The Herbert art gallery and Museum and on tour


Conor Nolan and Corinne Emerson star in The Window which is an evocative and intensely personal story of James O’Neil who was born behind the weaver’s House in Coventry in August 1892 and fought and died in the military and political disaster that was supposed to end all wars.

O'Neil was the great uncle of  the writer and director of the piece, Paul Nolan.Writing this on the 100 anniversary of Armistice day after a moving service in the War Memorial Park in Coventry adds an additional layer to this already moving tribute to a family that became involved in life-changing and life-limiting events that ultimately cost the lives of millions including James himself.

 The Window, which really refers to the stained glass in All Souls, Earlsdon, might equally refer to a window on the past, but also to how events can be viewed from either side and this clever idea is reflected in the staging.

James O'Neil

Conor Nolan as James O'Neil. Picture: Robert Wilkinson

At The Herbert Studio, which is not normally a theatre space, the audience is positioned on two sides where necessarily the view provided for each is radically different. The centre space between the rows facing each other provides the ‘stage’ which is used for Conor Nolan’s energetic performance but could also be the trench which he spends many muddy hours learning to dig and even more muddy hours sheltering in the onslaught from ‘Fritz’s’ guns and where a sniper takes his life in November 1915.

To complete the family connection, Conor is Paul Nolan's actor son, playing O'Neil, his great, great uncle.
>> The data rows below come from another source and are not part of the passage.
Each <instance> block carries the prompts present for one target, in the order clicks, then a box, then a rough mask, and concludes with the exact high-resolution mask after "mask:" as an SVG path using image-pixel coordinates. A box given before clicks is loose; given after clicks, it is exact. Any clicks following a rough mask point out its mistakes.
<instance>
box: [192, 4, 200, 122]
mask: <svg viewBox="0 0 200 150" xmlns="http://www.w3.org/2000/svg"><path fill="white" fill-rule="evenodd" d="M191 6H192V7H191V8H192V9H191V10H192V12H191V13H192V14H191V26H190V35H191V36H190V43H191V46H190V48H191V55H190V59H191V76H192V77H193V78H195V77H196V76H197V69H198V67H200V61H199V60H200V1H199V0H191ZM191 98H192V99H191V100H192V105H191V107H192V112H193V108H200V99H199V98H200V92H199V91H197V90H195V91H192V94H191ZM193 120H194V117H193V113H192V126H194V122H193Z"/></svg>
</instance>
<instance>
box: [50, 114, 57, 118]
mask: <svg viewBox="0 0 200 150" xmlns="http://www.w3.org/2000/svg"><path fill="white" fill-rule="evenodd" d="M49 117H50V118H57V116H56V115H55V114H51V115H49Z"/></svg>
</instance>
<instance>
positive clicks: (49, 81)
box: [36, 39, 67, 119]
The use of historical photographic backdrops adds to a useful and welcome sense of context, and there is humour, particularly in the early part of the play, as the family of five children set off on the train to Blackpool for the day, then James’ excitement at joining up and certainty that it will be ‘all over by Christmas’ but ultimately there is sadness.

Corinne’s contribution as his eldest sister Ivy brings the view from the home front, where censored letters from James home give her enough to know that things are not good. James’ vivid dreams, with ghostly visits from his lost father, build up our hopes that he is going to be one to the lucky ones who return to the ‘land fit for heroes’.

There were many children in the audience and that is always good to see. It was also clear that other audience members enjoyed the performance and were captivated by the story-telling and performances.